Overview and results

This notebook explores the use of dependency graphs to visualize and analyze text data. This is similar to the approach shown by Levy, O., & Goldberg, Y. (2014) in their dependency-based word embeddings paper. However, they don’t convert the dependcies into a full corpus graph. Further literature review needs to explore the work done in this area for potential research gaps.

In this notebook, words are represented as nodes in a directed graph by merging all dependency parsed sentence trees in a corpus. The edges are created based on the dependency relationships between words in the text, and these edges have weights relating to the count of occurances the relationship has. The resulting graph can be analyzed to extract keyword insights and ideally to create word embeddings with a different point-of-view than window based methods.

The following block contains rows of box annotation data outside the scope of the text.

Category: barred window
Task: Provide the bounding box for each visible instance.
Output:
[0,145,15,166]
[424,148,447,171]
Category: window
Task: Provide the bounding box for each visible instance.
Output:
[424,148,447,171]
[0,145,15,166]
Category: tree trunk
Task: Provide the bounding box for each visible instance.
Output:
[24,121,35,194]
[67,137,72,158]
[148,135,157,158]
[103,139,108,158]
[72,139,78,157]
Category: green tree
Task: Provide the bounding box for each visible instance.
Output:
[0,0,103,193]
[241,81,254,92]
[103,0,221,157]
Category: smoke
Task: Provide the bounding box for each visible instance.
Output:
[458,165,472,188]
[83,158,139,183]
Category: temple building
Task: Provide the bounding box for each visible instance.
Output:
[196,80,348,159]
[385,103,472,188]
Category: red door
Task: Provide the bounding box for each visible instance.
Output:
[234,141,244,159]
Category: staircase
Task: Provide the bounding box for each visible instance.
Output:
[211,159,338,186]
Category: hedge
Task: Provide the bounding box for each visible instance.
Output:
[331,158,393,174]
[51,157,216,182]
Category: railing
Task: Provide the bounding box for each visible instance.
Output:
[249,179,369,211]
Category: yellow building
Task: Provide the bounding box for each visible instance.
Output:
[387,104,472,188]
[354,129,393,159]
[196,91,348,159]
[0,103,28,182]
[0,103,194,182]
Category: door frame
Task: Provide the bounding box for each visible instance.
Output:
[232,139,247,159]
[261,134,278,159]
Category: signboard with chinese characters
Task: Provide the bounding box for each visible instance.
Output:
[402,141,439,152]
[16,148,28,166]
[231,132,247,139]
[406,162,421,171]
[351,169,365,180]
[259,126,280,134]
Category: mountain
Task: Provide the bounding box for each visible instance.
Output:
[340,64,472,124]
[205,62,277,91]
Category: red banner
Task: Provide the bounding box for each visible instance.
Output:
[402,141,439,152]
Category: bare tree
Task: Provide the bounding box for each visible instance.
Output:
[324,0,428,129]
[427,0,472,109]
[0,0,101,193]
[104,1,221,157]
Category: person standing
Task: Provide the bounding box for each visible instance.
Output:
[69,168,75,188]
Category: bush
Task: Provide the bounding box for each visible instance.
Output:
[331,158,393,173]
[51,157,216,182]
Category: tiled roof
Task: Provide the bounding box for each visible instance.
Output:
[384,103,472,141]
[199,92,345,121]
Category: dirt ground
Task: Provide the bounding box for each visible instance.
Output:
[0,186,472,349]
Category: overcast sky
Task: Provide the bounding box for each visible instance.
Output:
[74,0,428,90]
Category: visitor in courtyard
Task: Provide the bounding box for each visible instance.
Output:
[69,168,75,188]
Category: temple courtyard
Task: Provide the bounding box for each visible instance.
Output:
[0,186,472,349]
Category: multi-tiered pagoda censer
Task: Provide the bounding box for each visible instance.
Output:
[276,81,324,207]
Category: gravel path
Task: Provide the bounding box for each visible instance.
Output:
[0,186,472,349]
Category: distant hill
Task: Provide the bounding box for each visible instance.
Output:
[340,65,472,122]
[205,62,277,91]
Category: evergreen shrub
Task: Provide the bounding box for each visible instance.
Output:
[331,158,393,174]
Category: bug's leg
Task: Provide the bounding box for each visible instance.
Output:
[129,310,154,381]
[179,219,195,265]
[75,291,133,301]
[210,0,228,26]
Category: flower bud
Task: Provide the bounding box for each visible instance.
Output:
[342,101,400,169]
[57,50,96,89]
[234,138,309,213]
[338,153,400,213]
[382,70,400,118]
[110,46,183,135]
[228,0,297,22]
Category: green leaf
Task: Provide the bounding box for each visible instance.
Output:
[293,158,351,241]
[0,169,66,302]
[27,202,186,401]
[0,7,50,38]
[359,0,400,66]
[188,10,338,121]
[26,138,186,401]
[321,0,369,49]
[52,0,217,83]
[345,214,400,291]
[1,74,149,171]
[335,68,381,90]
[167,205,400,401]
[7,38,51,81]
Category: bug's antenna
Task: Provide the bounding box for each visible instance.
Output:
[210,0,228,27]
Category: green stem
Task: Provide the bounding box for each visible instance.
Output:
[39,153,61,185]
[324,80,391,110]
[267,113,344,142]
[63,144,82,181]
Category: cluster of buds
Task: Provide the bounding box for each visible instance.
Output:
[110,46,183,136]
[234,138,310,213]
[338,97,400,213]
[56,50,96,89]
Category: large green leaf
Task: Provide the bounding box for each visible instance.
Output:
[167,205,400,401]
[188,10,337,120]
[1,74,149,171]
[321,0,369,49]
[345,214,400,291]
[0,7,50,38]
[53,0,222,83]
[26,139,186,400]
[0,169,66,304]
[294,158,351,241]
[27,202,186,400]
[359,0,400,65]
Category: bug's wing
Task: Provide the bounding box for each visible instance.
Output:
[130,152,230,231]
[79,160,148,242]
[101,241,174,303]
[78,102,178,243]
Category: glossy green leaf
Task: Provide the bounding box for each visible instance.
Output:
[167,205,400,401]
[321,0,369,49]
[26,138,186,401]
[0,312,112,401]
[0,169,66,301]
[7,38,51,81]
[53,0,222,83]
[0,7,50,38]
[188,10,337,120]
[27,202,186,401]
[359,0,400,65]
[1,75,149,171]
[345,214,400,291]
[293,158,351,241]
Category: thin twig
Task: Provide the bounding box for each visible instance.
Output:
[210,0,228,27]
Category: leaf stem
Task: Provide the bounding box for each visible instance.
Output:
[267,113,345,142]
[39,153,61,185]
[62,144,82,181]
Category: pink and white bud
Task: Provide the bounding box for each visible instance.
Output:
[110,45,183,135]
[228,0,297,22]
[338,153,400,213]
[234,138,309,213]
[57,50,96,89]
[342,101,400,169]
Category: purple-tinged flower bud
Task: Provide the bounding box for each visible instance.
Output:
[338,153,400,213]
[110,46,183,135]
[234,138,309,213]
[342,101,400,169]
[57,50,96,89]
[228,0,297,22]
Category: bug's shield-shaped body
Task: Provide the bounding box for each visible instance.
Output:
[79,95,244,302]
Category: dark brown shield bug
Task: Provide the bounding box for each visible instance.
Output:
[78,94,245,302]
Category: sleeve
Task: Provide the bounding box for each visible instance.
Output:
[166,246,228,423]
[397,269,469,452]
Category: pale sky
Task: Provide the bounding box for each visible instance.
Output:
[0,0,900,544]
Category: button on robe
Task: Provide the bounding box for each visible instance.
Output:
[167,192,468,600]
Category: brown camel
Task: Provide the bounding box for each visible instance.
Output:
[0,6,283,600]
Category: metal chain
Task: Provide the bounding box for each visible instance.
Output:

Keyword extraction is compared to a TextRank approach (Mihalcea, R., & Tarau, P. 2004). With it being an unsupervised process - and due to a lack of familiarity with the data. It is tough to compare these initial results and declare a winner. There are similarities between the results (Pearson \(r \approx 0.72\)), but there are some larger disagreements on some words in the corpus. More work needs to be done to investigate how these high residual tokens are being used in the text.

Node2vec (Grover, A., & Leskovec, J. 2016) embeddings are also explored. The embeddings are projected to 2D with UMAP (McInnes, L., Healy, J., & Melville, J. 2018) for visualization. The embeddings are then used to find similar words and to perform analogies.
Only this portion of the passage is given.